Earth Day Highlights Dairy’s Everyday Leadership
April 19, 2021
Earth Day is just a few days away. And while it’s nice to have a day set aside to remember how everyone needs to care for, protect and, in some cases, restore our planet, please forgive dairy farmers if you don’t see much of a pause on Thursday.
That’s in part because dairy never stops. Dairy farmers produce a perishable product harvested around the clock, every day of the year. It’s also because dairy’s leadership in sustainable agriculture also happens every day. Promoting soil health, optimizing water use, improving water quality, and more, ensures dairy farmers can keep farming for generations to come.
Dairy farming is an inherently renewable cycle. Cows eat crops and byproducts that humans can’t digest. They produce milk that nourishes people. And their manure provides nutrients to grow crops, which starts the cycle again. Dairy-farm livelihoods depend on healthy, vibrant ecosystems – and well-operated dairies of any size, in any region, enhance the ecosystems that surround them.
This is becoming even more true thanks to continued improvements in farming practices, as methods and technologies evolve and science better understands what works best. Dairy farms nationwide are adopting conservation tillage, diversifying their crop rotations, and cultivating cover crops to improve soil health. They’re adding precision feed management that improves cow health and achieves production efficiencies. And they’re innovating with manure management technologies that produce energy and reduce impacts on air and water quality.

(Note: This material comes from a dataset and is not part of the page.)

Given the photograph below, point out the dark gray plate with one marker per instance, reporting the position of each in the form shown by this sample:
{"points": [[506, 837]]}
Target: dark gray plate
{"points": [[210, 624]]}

All this, and more, helped reduce the amount of water required to produce a gallon of milk in 2017 by 30 percent compared to a decade earlier. That gallon also required 21 percent less land and a 19 percent smaller carbon footprint over the same period. That’s equivalent to the amount of carbon dioxide removed from the atmosphere by half a million acres of U.S. forest, or eliminating the average water consumption of approximately 29 million U.S. households. Since 2005, North America, where U.S. production dominates, has been the only region in the world that’s increased milk production while also reducing absolute emissions, according to the UN Food and Agriculture Organization.
On-farm sustainability reverberates across the dairy supply chain, forging a path toward ambitious industrywide goals.

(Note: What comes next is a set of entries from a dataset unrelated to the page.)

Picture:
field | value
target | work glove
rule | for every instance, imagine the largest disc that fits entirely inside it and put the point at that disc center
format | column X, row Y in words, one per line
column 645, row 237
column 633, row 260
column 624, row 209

- The Net Zero Initiative, launched last year by the Innovation Center for U.S. Dairy, will help U.S. dairy farms of all sizes and geographies implement new technologies and adopt economically viable practices in feed production, cow care, energy efficiency and manure management, making progress toward greenhouse-gas emission reductions and improving water quality and quantity as well as farmer livelihoods.
- In tandem, the U.S. Dairy Stewardship Commitment is a social responsibility pledge through which the U.S. dairy community demonstrates progress in areas including animal care, environmental stewardship, food safety and traceability, and contributions to communities. As of last December, 32 dairy companies representing 74 percent of the nation’s milk production voluntarily adopted the commitment, contributing to U.S. dairy’s ability to track, aggregate and report on progress.
Key to that tracking: The National Dairy FARM (Farmers Assuring Responsible Management) Program, which launched FARM Environmental Stewardship in 2017. This program provides dairy farmers, their cooperatives, and processors with a streamlined, single source for conducting voluntary on-farm environmental assessments and communicating progress. Today, 78 percent of the domestic U.S. milk supply comes from dairy cooperatives and processors who participate in the program.
Despite differences in geography, technology, and management style, dairy farmers are unified by a core concept: care for the planet that sustains them and their customers. In tangible, measurable ways, dairy farmers have much to celebrate on Earth Day.
Just don’t expect them to take a lot of time commemorating. There’s too much leading to do.